Observation of multiple protein temperature transitions dependent upon the chemical environment

Biological macromolecules initiate their biochemical activity near their glass transition temperature, which is likely controlled via their interaction with water molecules. Aligned with this theory, it has been shown experimentally that the presence of bioprotective compounds, such as sucrose and trehalose, can increase the transition temperature of a protein. Since the molecular mechanism for this observation is not well understood, we report here the use of molecular dynamics (MD) simulations to study the transition temperatures of lysozyme in three different chemical environments: solely water, a sucrose/water mixture, and a trehalose/water mixture. Simulating over a temperature range from 20 K to 370 K in 10 K increments, we introduce a new approach combining the measurement of protein hydrogen atom mean square displacement (MSD) with principal component analysis (PCA) to predict multiple temperature-dependent transitions. This reproduces trends in equivalent experimental data better than when using a single transition approach, indicating that water coupled transitions are induced at multiple temperatures rather than a single temperature. The findings of this study may be useful for selecting additives to maintain stability of biomolecules in the biotechnological, pharmaceutical, and food sectors.

Automated summary

Biological macromolecules exhibit biochemical activity near their glass transition temperature, which is likely influenced by their interaction with water molecules. Experimental evidence has shown that the presence of bioprotective compounds, such as sucrose and trehalose, can raise the transition temperature of a protein.
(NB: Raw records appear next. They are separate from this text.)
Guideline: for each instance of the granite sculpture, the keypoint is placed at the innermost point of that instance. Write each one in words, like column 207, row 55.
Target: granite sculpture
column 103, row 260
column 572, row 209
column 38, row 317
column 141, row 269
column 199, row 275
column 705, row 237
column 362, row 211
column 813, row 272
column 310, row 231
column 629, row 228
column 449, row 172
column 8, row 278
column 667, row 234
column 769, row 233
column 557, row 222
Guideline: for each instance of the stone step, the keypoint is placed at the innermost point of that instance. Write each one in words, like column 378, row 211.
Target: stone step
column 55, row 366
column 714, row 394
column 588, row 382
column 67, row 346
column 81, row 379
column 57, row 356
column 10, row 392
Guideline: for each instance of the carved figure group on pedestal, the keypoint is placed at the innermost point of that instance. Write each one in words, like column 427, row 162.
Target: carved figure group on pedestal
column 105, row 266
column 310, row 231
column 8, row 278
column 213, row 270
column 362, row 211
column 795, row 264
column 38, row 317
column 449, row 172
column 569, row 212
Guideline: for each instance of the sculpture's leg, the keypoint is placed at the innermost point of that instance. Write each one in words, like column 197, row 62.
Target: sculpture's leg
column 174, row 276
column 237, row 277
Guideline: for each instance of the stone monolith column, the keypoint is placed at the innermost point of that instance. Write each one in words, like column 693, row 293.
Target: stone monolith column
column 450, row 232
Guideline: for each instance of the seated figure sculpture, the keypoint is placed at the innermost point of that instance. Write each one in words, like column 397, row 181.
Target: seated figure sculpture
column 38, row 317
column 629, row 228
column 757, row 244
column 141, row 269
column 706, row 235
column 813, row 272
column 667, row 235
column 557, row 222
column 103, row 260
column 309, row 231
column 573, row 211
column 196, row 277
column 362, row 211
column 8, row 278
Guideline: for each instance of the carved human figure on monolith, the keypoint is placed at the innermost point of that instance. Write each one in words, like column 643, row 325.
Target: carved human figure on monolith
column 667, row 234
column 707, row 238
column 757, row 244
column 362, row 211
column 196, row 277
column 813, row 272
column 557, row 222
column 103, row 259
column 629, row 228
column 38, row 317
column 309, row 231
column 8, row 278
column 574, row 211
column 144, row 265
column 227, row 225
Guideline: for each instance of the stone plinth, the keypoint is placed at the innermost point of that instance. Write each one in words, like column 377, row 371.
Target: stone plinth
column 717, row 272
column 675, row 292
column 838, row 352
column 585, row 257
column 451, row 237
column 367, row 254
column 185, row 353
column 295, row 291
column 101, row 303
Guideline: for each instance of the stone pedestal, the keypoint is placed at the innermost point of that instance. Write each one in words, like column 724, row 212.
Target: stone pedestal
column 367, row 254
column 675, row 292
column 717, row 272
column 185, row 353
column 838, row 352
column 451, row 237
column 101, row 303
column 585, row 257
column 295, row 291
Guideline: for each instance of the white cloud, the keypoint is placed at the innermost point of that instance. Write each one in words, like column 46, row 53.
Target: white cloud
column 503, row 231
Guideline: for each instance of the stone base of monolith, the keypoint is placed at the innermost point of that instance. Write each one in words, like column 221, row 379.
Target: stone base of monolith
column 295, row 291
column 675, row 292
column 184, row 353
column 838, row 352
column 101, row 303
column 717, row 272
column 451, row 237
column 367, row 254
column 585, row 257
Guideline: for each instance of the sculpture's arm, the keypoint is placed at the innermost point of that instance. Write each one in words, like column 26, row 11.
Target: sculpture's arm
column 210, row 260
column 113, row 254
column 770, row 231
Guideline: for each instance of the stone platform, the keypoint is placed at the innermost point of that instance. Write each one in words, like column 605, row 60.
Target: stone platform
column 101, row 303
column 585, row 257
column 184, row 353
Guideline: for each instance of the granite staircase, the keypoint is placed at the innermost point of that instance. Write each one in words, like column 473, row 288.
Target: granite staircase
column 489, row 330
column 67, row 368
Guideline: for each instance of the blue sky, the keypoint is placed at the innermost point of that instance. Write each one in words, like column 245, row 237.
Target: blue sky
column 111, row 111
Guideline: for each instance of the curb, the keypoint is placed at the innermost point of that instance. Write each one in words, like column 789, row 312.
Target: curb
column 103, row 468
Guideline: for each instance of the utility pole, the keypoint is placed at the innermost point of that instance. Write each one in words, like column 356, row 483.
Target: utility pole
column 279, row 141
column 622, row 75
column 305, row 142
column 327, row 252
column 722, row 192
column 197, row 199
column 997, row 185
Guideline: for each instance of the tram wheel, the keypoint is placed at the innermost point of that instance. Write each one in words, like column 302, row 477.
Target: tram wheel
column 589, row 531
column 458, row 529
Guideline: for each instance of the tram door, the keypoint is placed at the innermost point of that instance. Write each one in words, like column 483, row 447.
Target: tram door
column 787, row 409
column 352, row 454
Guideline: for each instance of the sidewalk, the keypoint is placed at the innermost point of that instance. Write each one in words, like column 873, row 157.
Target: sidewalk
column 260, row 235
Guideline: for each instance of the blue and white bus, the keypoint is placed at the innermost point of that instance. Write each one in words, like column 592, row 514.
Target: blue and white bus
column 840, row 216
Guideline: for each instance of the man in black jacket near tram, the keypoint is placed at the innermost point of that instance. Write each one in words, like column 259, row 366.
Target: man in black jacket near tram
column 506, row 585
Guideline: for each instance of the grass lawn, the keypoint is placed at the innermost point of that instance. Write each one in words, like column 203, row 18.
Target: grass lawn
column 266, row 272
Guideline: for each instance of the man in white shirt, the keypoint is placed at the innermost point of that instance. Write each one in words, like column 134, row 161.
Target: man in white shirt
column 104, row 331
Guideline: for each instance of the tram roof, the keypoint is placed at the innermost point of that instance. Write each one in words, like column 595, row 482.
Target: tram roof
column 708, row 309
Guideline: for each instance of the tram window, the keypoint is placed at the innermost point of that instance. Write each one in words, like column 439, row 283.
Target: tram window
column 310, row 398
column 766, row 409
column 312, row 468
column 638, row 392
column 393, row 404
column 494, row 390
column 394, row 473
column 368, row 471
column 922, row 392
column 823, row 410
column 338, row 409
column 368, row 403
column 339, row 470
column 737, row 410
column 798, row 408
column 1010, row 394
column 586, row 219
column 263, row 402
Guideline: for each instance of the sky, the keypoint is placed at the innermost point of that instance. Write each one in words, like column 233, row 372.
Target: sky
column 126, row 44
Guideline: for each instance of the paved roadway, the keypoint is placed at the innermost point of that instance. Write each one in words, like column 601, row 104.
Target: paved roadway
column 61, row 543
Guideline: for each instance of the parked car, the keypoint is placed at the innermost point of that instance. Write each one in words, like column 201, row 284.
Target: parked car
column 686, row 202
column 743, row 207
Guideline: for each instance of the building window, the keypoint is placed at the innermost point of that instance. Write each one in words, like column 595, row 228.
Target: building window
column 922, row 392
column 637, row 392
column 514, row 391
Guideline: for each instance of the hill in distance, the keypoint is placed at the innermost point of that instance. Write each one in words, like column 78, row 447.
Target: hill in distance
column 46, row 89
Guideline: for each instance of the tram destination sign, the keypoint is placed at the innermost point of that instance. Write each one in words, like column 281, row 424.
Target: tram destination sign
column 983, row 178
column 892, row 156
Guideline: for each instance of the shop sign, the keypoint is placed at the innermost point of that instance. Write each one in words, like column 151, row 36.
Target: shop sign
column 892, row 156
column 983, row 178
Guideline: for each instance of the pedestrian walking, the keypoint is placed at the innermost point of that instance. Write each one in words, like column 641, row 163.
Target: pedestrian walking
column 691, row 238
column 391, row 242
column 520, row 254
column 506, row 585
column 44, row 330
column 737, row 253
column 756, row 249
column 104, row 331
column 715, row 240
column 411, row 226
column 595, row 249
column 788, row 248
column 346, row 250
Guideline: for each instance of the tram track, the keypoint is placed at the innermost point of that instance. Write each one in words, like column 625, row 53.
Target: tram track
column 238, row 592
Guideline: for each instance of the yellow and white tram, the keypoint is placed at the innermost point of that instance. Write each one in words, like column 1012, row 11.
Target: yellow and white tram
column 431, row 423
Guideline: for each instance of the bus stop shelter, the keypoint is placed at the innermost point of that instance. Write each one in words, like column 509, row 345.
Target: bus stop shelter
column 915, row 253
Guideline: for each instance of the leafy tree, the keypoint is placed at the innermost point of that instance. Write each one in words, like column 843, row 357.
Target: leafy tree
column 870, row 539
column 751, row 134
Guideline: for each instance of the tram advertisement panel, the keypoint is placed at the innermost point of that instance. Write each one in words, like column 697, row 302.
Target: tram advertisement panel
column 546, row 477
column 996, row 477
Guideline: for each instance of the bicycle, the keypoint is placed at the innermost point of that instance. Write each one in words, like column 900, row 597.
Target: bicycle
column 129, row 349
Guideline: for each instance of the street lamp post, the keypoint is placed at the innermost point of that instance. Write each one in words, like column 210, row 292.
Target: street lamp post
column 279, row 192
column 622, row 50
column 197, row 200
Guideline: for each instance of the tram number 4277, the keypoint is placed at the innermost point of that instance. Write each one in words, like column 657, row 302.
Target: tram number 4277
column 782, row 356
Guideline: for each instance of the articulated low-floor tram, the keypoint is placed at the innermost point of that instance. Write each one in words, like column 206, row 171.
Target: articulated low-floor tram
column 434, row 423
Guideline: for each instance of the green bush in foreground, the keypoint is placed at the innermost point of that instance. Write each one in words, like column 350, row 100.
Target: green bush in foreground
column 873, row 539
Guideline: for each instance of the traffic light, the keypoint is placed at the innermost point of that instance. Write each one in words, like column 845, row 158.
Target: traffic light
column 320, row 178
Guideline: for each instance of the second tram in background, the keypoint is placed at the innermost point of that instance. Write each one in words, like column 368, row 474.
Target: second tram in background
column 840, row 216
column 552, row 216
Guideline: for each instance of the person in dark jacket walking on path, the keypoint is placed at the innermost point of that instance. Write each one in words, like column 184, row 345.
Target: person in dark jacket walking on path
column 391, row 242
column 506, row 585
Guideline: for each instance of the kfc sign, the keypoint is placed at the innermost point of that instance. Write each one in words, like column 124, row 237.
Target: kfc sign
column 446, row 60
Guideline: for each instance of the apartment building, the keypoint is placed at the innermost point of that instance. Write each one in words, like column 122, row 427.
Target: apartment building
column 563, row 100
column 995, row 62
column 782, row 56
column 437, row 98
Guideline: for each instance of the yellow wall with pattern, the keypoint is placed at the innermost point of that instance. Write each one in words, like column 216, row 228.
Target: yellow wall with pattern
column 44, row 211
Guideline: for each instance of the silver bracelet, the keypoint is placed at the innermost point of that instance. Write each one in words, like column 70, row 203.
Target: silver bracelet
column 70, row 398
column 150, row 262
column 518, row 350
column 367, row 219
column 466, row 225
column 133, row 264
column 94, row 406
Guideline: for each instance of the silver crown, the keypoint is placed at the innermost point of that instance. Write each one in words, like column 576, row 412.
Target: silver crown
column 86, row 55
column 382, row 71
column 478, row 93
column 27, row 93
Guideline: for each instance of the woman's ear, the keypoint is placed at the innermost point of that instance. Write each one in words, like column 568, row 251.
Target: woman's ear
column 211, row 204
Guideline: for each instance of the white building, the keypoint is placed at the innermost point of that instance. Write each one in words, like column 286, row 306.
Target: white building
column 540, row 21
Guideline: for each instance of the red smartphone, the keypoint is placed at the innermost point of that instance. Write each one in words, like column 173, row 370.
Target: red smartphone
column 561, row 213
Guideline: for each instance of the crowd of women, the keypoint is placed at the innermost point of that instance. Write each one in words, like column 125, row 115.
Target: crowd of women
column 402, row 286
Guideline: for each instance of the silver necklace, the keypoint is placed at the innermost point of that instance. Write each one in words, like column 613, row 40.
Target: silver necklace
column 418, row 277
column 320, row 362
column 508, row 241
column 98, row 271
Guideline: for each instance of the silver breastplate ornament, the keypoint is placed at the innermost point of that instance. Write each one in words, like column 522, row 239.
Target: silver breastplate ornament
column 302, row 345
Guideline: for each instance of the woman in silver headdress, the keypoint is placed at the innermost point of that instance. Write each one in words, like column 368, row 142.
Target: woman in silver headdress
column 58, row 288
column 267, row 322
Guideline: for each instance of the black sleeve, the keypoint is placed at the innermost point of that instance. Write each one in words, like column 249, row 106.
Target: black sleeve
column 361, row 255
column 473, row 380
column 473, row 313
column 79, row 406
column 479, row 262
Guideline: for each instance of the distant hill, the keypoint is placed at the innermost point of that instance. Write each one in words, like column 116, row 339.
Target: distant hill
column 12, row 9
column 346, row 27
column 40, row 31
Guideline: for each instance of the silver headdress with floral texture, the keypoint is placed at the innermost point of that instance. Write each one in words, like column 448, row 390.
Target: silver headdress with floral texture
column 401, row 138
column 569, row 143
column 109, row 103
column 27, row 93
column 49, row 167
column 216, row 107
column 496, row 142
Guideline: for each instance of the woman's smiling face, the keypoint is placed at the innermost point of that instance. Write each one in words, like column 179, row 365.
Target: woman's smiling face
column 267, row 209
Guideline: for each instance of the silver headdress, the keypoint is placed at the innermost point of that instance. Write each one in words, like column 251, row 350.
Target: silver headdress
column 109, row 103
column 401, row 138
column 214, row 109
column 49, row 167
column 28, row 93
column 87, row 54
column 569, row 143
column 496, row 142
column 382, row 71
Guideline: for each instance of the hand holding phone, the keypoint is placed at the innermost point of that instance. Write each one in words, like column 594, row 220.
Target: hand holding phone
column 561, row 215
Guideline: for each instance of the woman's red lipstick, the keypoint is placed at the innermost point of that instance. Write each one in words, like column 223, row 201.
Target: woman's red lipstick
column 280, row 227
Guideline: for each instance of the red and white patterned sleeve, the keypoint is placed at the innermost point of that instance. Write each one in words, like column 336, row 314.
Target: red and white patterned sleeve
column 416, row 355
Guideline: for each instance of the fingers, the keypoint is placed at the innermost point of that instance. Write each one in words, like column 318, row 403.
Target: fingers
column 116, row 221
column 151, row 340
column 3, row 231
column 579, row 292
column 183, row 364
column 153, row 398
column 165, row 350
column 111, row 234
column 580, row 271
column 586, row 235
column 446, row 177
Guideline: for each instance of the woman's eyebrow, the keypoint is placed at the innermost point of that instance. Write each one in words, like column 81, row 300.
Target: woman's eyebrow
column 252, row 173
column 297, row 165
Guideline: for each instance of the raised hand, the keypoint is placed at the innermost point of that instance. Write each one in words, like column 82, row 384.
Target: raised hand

In this study, molecular dynamics simulations were used to investigate the transition temperatures of lysozyme in different chemical environments, including water, a sucrose/water mixture, and a trehalose/water mixture. Through this approach, multiple temperature-dependent transitions were identified, suggesting that water-induced transitions occur at various temperatures rather than a single temperature. These findings have implications for selecting stabilizing additives in industries like biotechnology, pharmaceuticals, and food production.